As if you didn’t already have enough to think about, you need to understand a sea of insurance concepts to keep your health care costs down. Here are five terms you should definitely know.
- Premium—what you have to pay each month for your health insurance.
- If you have Medicare and are receiving Social Security benefits, the government will take your Part B premium out of your Social Security check—nothing to think about there. But, if you have Part D drug coverage, you’ll likely have to pay that premium by check directly to the insurance company. And, if you’re buying your own supplemental insurance, you’ll need to pay that premium as well.
- If you’re in a Medicare Advantage plan, you’ll probably need to pay an additional premium to the insurance company offering that plan.
- If you have coverage through the Affordable Care Act (ACA), you’ll have to pay that premium but may be eligible for a government subsidy based on your income. Use this tool from the Kaiser Family Foundation to calculate the amount of your premium that the government will pay for.
- Deductible—what you have to pay out-of-pocket for your care before the insurance starts paying.

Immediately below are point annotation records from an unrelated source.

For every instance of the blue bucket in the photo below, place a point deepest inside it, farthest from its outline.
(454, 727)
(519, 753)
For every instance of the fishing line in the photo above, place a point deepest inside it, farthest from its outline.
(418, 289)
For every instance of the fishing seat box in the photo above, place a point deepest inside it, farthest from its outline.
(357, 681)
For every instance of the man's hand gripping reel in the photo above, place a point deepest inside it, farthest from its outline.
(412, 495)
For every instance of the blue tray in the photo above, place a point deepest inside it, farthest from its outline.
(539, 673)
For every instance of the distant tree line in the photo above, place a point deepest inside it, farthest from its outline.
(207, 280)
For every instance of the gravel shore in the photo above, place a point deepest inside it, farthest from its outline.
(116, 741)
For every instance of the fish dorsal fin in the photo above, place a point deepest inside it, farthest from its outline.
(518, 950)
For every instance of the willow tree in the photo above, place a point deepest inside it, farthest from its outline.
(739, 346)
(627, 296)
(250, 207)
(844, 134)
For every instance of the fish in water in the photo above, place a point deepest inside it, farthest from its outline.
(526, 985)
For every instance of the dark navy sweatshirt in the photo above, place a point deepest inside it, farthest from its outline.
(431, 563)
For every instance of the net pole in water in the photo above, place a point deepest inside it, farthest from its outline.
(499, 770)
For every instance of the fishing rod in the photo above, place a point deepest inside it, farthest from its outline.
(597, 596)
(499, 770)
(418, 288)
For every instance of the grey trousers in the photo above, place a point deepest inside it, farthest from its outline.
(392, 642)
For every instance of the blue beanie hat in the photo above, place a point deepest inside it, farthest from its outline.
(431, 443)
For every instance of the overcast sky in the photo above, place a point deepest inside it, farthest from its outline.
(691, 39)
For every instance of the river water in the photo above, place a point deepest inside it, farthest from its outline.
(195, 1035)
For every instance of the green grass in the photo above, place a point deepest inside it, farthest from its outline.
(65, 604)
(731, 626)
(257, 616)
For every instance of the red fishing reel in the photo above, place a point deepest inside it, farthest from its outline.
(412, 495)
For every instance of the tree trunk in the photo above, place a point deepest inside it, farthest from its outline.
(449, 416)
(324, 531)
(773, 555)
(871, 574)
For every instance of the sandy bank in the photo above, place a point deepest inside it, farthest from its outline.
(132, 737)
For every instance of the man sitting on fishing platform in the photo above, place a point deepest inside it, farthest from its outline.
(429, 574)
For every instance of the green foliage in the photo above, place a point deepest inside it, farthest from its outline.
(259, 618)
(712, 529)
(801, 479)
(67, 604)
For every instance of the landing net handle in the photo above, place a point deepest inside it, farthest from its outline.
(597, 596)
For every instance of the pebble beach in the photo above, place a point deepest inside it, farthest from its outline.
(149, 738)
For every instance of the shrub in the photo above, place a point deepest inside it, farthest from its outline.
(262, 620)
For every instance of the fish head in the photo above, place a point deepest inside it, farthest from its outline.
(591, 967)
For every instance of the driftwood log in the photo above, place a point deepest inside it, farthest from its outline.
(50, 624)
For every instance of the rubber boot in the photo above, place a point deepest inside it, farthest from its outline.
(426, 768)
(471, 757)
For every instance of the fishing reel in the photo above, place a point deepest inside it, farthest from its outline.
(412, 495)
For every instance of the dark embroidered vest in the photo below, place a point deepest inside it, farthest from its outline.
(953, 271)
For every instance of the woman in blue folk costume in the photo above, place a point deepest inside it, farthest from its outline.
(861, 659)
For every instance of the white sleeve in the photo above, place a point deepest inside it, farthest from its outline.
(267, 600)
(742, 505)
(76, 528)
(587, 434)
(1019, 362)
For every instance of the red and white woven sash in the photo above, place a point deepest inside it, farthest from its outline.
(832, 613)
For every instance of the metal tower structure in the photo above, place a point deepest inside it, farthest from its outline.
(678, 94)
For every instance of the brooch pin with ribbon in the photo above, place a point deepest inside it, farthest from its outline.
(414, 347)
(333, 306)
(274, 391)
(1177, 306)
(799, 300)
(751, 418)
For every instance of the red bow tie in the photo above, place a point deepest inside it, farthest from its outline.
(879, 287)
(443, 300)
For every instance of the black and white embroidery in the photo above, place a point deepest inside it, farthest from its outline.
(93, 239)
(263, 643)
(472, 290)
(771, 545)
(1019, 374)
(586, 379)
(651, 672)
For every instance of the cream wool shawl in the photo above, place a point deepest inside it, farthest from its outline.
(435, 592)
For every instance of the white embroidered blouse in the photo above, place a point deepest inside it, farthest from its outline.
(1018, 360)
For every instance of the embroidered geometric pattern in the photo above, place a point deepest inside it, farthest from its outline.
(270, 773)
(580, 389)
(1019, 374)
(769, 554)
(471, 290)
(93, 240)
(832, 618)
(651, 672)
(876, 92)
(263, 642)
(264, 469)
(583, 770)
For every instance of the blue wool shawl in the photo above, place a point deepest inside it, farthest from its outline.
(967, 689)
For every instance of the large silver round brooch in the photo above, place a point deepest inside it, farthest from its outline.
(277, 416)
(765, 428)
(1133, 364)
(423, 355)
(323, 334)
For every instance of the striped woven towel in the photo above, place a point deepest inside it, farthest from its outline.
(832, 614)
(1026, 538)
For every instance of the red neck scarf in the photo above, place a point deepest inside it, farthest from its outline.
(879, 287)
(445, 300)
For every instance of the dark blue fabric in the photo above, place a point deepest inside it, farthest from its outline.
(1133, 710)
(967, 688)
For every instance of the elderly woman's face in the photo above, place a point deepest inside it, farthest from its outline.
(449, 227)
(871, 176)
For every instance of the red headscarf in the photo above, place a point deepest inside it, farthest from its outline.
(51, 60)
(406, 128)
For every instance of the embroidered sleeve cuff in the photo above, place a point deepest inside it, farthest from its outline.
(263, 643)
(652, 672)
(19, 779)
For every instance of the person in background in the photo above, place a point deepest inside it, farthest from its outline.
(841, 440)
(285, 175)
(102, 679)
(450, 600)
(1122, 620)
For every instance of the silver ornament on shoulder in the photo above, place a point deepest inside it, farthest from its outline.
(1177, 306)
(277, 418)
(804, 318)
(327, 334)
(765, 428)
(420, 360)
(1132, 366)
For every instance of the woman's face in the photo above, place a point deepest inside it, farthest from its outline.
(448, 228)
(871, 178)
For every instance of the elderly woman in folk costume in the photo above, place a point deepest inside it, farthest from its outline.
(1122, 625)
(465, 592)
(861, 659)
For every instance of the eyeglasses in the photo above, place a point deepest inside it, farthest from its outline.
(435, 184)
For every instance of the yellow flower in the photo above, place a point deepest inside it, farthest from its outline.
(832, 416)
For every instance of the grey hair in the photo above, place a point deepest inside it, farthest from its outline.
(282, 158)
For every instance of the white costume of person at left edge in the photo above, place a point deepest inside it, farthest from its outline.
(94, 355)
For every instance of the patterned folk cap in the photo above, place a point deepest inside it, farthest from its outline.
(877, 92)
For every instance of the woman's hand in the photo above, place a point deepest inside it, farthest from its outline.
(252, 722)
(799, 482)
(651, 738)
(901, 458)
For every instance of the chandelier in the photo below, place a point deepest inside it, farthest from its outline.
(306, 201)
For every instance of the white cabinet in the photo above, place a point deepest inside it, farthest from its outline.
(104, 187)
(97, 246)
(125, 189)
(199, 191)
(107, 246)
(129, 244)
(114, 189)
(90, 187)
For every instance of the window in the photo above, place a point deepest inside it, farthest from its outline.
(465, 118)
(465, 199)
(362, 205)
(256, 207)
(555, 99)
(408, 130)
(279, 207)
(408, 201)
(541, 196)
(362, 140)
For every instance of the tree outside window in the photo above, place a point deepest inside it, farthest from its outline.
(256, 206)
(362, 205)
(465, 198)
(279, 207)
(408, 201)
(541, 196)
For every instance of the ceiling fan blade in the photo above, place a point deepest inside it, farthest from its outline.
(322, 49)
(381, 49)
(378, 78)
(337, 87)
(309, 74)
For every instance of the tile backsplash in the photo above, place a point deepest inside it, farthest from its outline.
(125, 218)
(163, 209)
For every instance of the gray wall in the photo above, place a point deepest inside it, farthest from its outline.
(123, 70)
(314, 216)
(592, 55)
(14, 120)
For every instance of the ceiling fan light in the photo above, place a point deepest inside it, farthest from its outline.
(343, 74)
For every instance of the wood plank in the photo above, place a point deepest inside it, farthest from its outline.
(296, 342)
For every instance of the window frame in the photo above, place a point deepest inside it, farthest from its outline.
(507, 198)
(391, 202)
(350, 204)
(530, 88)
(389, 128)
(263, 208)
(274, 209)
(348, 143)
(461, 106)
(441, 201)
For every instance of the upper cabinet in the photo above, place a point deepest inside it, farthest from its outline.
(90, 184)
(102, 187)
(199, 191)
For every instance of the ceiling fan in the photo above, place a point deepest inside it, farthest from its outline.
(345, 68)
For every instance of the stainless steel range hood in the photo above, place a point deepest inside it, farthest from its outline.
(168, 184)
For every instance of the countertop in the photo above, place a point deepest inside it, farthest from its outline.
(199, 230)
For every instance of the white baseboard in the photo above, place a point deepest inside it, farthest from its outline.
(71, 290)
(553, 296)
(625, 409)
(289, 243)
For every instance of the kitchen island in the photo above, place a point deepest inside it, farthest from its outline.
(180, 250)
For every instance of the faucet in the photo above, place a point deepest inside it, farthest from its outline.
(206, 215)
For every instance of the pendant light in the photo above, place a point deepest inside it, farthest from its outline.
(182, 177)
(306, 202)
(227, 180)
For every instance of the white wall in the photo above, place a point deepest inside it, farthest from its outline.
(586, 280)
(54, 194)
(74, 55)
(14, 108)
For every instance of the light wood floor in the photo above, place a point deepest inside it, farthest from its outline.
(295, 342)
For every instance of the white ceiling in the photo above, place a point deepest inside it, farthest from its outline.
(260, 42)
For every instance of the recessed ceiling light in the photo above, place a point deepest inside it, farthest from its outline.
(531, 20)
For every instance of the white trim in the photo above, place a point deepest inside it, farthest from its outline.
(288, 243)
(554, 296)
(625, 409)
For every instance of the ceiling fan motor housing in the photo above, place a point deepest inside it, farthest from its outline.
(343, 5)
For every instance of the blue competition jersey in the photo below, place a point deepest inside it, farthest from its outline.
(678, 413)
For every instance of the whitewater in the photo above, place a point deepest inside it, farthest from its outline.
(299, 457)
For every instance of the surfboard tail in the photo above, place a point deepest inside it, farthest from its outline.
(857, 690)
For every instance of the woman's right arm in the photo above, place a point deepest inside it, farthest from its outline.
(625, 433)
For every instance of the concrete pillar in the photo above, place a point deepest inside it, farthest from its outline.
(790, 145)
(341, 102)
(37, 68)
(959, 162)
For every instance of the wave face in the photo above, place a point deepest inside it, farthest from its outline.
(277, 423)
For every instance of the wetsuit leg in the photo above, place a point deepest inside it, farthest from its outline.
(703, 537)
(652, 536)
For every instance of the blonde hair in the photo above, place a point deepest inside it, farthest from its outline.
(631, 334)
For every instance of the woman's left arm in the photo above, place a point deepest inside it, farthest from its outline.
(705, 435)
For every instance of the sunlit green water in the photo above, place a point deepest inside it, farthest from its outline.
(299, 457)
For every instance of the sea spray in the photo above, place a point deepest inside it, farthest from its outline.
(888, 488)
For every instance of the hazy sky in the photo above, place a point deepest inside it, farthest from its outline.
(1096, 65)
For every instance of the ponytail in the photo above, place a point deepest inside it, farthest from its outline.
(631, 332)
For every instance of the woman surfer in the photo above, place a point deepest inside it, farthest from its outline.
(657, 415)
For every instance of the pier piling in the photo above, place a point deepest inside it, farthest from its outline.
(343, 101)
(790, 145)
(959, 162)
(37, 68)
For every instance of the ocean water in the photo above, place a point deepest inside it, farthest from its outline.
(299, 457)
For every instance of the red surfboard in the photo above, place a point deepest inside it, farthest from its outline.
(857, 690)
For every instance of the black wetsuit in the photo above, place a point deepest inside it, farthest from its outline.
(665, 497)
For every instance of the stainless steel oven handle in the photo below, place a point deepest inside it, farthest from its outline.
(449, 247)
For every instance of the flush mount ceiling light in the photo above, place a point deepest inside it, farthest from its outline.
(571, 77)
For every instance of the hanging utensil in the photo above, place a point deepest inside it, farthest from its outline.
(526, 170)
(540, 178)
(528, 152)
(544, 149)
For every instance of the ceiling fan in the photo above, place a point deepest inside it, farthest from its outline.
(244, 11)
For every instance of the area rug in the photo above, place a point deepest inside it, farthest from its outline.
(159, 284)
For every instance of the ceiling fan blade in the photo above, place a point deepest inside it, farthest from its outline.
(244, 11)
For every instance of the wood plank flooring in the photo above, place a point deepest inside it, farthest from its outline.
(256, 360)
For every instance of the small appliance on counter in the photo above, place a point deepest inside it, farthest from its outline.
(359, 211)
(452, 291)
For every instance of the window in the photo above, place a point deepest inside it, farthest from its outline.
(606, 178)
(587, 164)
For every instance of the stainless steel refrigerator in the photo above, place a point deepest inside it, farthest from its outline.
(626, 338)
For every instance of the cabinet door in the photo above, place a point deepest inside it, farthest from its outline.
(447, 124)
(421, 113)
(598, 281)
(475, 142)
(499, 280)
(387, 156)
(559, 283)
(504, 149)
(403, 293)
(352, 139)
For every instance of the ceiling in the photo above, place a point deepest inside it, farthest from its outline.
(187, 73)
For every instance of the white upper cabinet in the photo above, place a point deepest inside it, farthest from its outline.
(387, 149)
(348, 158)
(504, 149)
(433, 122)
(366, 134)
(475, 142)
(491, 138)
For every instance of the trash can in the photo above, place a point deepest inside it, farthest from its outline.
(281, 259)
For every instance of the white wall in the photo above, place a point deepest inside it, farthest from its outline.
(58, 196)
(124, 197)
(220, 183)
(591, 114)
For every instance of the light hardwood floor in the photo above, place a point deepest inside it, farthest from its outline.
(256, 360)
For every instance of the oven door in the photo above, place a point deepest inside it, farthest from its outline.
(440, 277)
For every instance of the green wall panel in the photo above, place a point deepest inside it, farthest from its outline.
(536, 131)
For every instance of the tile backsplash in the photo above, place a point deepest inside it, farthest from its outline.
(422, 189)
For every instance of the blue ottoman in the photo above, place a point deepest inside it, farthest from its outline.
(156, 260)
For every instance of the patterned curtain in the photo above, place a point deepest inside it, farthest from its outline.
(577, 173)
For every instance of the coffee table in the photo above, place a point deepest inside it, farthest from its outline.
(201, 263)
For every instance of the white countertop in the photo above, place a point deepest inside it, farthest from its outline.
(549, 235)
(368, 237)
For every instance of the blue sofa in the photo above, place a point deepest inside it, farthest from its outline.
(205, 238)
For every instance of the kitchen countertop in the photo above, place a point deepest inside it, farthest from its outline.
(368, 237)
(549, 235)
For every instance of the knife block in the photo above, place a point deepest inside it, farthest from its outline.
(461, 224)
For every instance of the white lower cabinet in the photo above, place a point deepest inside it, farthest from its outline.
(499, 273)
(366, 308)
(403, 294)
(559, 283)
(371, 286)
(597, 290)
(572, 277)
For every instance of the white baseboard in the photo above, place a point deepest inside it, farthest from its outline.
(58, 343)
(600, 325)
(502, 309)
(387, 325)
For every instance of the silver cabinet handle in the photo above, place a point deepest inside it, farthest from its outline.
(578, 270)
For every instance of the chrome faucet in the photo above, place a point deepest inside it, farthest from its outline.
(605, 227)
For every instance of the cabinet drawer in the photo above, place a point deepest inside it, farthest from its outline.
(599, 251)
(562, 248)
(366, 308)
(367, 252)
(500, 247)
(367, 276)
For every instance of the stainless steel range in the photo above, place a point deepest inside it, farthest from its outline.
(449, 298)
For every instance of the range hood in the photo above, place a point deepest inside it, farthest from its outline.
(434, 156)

- If you have traditional Medicare, there is a small deductible for your Part B coverage for medical services and a large hospital deductible as well, both of which you’ll have to pay unless your supplemental coverage picks those up.
- If you’re in a Medicare Advantage plan, an ACA plan, or an employer HMO or PPO, you’ll need to check on deductibles. Often, insurers charge a deductible for in-network care and a separate deductible for out-of-network care. And, if you’re premium is very low, your deductibles could be very high.
- Copay—a fixed fee that you pay for a particular service.
- If you’re in a Medicare Advantage plan or an ACA or employer plan and seeing an in-network doctor, your copay will be a set amount of money that represents your share of the doctor’s charge.
- Coinsurance—a fixed percentage that you pay, based on the amount your insurer pays.
- If you have traditional Medicare and supplemental insurance, the supplemental insurer will pick up the coinsurance for all the services it covers.
- If you are in a Medicare Advantage plan or an ACA or employer plan and seeing an out-of-network doctor, your coinsurance will be a percentage of the doctor’s bill.
- Covered services: Insurers only pay for the services they cover. Before you see a doctor, go to a hospital or use an ambulance, check to make sure that the insurer covers services from those providers and under what conditions.
- Traditional Medicare covers services from most doctors and hospitals anywhere in America.
- But, if you are in a Medicare Advantage plan or an ACA HMO or PPO, your coverage for routine care may be limited to your providers in your community. Sometimes, you will need prior approval from the insurer or a referral from your doctor in order for your services to be covered.